Research Wednesday | May 22nd, 2024

Dear Friends,

This week's evidence concerns persistent disagreements among researchers about the degree of COVID-related learning loss in mathematics and reading. The New York Times claimed that students are making a “surprising surge” in learning (https://www.nytimes.com/interactive/2024/01/31/us/pandemic-learning-loss-recovery.html while other researchers, such as Joel Rose writing in Education Next claim that learning loss – especially in middle school – remains pervasive and persistent, forecasting huge challenges for these students who will struggle with the demands of high school math classes. https://www.educationnext.org/addressing-significant-learning-loss-in-mathematics-during-covid-19-and-beyond/.  

 It is not unusual for researchers to look at the same data and come to different conclusions, but these views are so wildly different that they will leave teachers and school leaders wondering how to address learning loss for the 24-25 school years before secondary school students become so frustrated that they simply stop coming to school.

There are three keys for administrators and policymakers to consider: assessment, academic support during the school day, and avoiding the grade-level expectations trap, in which if only teachers focused on teaching the current grade-level expectations, a miracle would ensue.

 First, assessment. Some schools give every student a reading, writing, and math assessment in the first week of school and plan academic support accordingly. They need not wait until a student has accumulated multiple failures in order to act decisively.  

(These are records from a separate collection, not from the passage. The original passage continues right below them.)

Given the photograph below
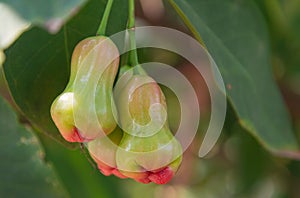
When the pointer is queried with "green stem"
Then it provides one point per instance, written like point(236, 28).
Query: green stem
point(102, 28)
point(133, 57)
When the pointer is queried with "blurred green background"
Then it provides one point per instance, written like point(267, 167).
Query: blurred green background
point(37, 162)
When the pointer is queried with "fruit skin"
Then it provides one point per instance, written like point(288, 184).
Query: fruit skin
point(146, 154)
point(103, 151)
point(84, 110)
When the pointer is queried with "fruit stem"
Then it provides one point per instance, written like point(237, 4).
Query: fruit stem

 Second, there has always been a need for academic support during the school day. Clearly, the adverse impact of school closure associated with COVID affected different families and different communities to different degrees. Students who had tutors and “pods” to continue learning during COVID have different needs than students who went a year or more with little or no instruction. This is not a call for a return to tracking; some students – typically those from economically disadvantaged families - systematically had lower expectations. Rather, we need a “catch-up” system in which students who need academic support receive it immediately and during the school day – not in summer school or after-school programs. This will require tough decisions by courageous leaders who will make the case that for middle school students to succeed in high school, they need a core set of skills not only in math and reading but also in executive function. To put a fine point on it, these students need those skills more than they need a German elective. Moreover, students who drop out of school never have the opportunity for electives.  

Third, we must reconsider the orthodoxy that grade-level curriculum is a panacea. Middle school students who do not know how to add, subtract, multiply, and divide will struggle in their pre-algebra classes no matter how committed the teacher is to grade-level instruction. Students need to gain mastery of the skills that they will need to succeed in later grades. If schools fail to provide this support in the name of pursuing grade-level expectations, they will widen the very equity gaps that they are seeking to address.